第36話 会社が、まず持つべきものとは?

 「社会貢献をお題目に掲げれば、いい人が採れるのではないか」

 社員を採用する場面で、このようなご相談を受ける場合があります。確かに、社会貢献を志向する会社の方が、世の中のために役立っているような気がします。加えて、社会貢献に価値を見出す人も増えています。

 しかし、それでは人は動きません。会社の価値観に共感して、会社と一緒に歩みたい、仲間に加わりたいと思わせることが重要です。でないと、ミスマッチが起こって早晩トラブルになるでしょう。

 「こんなハズではなかった」「いい人だと思ったのに…」。トラブルになってから、このように思われたことはなかったでしょうか。

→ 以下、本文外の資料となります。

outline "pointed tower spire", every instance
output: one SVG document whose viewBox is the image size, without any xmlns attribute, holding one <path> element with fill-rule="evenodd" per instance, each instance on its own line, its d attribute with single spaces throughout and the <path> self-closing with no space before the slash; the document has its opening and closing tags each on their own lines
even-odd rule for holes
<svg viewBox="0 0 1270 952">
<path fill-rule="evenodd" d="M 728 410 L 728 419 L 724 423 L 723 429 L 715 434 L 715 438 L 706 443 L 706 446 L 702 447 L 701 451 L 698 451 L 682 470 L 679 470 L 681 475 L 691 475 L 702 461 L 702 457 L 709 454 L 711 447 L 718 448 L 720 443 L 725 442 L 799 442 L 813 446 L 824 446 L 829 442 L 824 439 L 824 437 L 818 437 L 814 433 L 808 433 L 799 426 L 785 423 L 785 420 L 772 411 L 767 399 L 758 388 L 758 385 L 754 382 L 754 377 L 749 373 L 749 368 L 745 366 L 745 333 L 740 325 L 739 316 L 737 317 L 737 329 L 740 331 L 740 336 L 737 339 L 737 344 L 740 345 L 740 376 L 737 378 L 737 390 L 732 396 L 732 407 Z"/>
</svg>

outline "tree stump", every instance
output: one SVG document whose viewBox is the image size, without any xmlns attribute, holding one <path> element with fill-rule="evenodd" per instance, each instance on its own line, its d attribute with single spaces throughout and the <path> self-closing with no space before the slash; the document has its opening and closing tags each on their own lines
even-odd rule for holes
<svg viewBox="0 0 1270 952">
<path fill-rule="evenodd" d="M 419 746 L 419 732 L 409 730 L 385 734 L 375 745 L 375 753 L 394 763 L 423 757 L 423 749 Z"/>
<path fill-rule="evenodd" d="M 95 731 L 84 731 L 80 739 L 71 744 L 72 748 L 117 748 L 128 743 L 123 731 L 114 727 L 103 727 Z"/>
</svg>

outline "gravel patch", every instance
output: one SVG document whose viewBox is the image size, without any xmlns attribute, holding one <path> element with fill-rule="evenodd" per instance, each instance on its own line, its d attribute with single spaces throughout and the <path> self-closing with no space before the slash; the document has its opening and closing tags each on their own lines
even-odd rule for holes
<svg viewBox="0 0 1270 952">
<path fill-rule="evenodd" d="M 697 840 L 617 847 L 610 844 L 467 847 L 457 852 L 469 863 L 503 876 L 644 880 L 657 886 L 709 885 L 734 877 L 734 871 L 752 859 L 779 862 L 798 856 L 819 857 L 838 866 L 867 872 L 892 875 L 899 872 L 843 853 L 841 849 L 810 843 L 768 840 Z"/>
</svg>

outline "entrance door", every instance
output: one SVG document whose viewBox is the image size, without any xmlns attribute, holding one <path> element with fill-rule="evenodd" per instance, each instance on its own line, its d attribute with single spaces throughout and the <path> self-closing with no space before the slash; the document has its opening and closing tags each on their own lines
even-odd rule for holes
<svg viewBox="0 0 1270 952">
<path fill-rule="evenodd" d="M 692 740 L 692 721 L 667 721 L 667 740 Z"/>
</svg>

 原因の一つとして、例えば、会社が猫の手も借りたいほど忙しければ、誰を入れても構わないと思いがちです。また、応募してくる人も生活が懸かっています。働くことでしか食べていく道はないのです。ですから、単に働ければ良いとか、入れれば良いとか、このように考えたとしてもおかしくはありません。

 だからこそ、会社の価値観を明らかにして、どのような使命を帯びているのかを、ビジョンを通じて見せなければなりません。ビジョンで将来を見せるのが、社長の仕事です。つまり、採用の時から、社長の思いを伝えることが重要です。あなたは、きちんと思いを伝えていますか?

 多くの会社では、そこに注力していません。なので、会社の持つ使命や価値観が明文化できていなかったり、明文化してあったとしても弱かったりします。その場合は、再構築すれば良いのです。

 会社として、経営資源の一つであるヒトを活用するために、まず持つべきものが使命や価値観です。これらは、社員の心の拠り所になります。仕事をしていて迷ったり、困ったら、使命や価値観に戻って判断する。だから、会社の基軸たり得るのです。逆に言えば、社員は使命や価値観に支配されていることになります。

 人は、それぞれ多様な価値観を持っています。多様な価値観の人たちが集まっているのが会社です。それでも、価値観に共感してさえいれば、会社と同じ方向に進むことは可能です。

 共感できなかったり、共感したフリをしていたりすれば、どこで歪がくるものです。会社の価値観に共感できない人は、最初から入れないことです。

 価値観ほど強力なものはありませんから、使わない手はないですよね。